McCloudS / subgen

Autogenerate subtitles using OpenAI Whisper Model via Jellyfin, Plex, Emby, Tautulli, or Bazarr
MIT License
532 stars 48 forks source link

Thanks for watching! OpenAI issue #21

Closed ellisonpatterson closed 10 months ago

ellisonpatterson commented 10 months ago

At the beginning of some media, it seems to be spamming Thanks for watching! over and over. Apparently this is a common issue (the hallucination problem) and I'm wondering how it could be remedied.

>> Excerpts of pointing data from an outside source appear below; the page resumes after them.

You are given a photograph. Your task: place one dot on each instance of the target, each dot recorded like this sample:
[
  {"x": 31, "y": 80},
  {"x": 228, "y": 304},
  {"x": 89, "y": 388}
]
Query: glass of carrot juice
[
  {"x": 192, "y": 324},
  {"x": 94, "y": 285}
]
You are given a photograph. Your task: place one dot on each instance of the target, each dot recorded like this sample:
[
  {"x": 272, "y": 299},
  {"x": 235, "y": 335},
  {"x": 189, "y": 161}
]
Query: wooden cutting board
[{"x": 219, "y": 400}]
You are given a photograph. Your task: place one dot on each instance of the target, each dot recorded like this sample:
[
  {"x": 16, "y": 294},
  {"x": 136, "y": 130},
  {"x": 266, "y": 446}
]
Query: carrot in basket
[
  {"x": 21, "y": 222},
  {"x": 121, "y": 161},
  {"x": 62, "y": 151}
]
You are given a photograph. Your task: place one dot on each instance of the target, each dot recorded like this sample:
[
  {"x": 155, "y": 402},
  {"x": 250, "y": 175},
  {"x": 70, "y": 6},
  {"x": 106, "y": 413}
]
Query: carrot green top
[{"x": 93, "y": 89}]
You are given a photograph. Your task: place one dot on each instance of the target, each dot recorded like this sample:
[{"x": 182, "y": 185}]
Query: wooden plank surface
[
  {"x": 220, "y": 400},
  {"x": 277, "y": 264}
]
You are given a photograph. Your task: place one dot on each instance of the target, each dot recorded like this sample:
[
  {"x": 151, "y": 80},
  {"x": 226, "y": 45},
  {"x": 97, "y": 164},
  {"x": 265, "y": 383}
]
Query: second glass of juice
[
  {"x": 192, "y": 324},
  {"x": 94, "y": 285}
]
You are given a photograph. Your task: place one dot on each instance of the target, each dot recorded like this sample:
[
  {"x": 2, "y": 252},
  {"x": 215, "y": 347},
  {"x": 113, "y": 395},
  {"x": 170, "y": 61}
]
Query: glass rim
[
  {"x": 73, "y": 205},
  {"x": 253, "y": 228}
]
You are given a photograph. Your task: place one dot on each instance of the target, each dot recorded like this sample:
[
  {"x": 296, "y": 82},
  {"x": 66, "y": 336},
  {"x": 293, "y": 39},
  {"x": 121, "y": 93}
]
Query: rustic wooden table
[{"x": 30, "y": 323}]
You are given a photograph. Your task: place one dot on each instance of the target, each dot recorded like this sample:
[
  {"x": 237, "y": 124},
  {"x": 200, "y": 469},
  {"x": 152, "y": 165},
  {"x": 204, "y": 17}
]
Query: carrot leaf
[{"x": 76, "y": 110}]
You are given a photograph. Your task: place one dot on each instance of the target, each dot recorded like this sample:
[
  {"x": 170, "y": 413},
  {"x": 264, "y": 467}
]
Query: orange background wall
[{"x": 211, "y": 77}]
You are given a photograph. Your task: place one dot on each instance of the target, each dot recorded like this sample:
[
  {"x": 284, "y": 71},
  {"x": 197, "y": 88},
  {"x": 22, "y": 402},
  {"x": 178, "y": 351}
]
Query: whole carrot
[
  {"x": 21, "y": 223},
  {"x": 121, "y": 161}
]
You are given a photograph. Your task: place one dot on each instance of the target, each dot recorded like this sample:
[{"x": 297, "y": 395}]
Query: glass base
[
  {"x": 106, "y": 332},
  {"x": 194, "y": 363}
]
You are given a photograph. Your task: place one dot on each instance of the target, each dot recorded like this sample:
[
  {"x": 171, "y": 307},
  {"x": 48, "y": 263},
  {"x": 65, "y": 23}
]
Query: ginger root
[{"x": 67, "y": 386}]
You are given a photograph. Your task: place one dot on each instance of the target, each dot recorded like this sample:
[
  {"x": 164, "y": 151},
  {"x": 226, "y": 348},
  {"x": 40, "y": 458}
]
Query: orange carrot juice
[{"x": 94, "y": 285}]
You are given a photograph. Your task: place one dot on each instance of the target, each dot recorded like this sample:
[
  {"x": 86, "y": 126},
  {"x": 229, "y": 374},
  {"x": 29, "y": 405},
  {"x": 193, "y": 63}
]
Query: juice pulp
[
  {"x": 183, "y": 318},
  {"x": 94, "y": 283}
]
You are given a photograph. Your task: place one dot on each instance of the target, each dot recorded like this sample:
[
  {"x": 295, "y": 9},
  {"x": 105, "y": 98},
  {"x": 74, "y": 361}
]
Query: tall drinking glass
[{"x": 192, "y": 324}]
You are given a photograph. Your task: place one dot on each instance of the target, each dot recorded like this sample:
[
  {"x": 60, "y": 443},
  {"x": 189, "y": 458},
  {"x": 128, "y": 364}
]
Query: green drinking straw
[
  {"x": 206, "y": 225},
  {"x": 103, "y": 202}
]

More information here: https://github.com/openai/whisper/discussions/679

Example of what I'm seeing:

0
00:00:00,000 --> 00:01:13,380
Thanks for watching! Thanks for watching! Thanks for watching! Thanks for watching!

1
00:01:14,820 --> 00:01:15,780
Thanks for watching!

2
00:01:16,220 --> 00:01:23,820
Thanks for watching! Thanks for watching! Thanks for watching! Thanks for watching!

3
00:01:25,840 --> 00:01:28,120
Thanks for watching!

4
00:01:28,560 --> 00:01:29,560
Thanks for watching!

5
00:01:41,260 --> 00:01:44,260
Thanks for watching!

6
00:01:57,100 --> 00:02:04,220
Thanks for watching! Thanks for watching! Thanks for watching! Thanks for watching!

7
00:02:05,060 --> 00:02:06,560
Thanks for watching!

8
00:02:28,740 --> 00:02:29,420
Thanks for watching! Thanks for watching! Thanks for watching!

9
00:02:35,960 --> 00:02:50,260
Thanks for watching! Thanks for watching!

10
00:02:54,500 --> 00:02:59,400
Thanks for watching!

11
00:03:04,220 --> 00:03:12,780
Thanks for watching! Thanks for watching!

12
00:03:25,980 --> 00:03:29,380
Thanks for watching!

13
00:03:38,600 --> 00:03:39,900
Thanks for watching!

14
00:03:40,340 --> 00:03:40,620
Thanks for watching!

15
00:03:42,180 --> 00:03:43,080
Thanks for watching!

16
00:03:46,180 --> 00:03:46,960
Thanks for watching!

17
00:03:48,280 --> 00:03:53,220
Thanks for watching! Thanks for watching! Thanks for watching! Thanks for watching! Thanks for watching! Thanks for watching! Thanks for watching!

18
00:03:53,820 --> 00:03:54,440
Thanks for watching!

19
00:03:57,420 --> 00:03:59,240
Thanks for watching!
McCloudS commented 10 months ago

There's nothing that I can do, as it's implemented via Whisper and stable-ts and isn't a subgen implementation problem. I am considering moving to WhisperX which is supposed to be better at detecting hallucinations.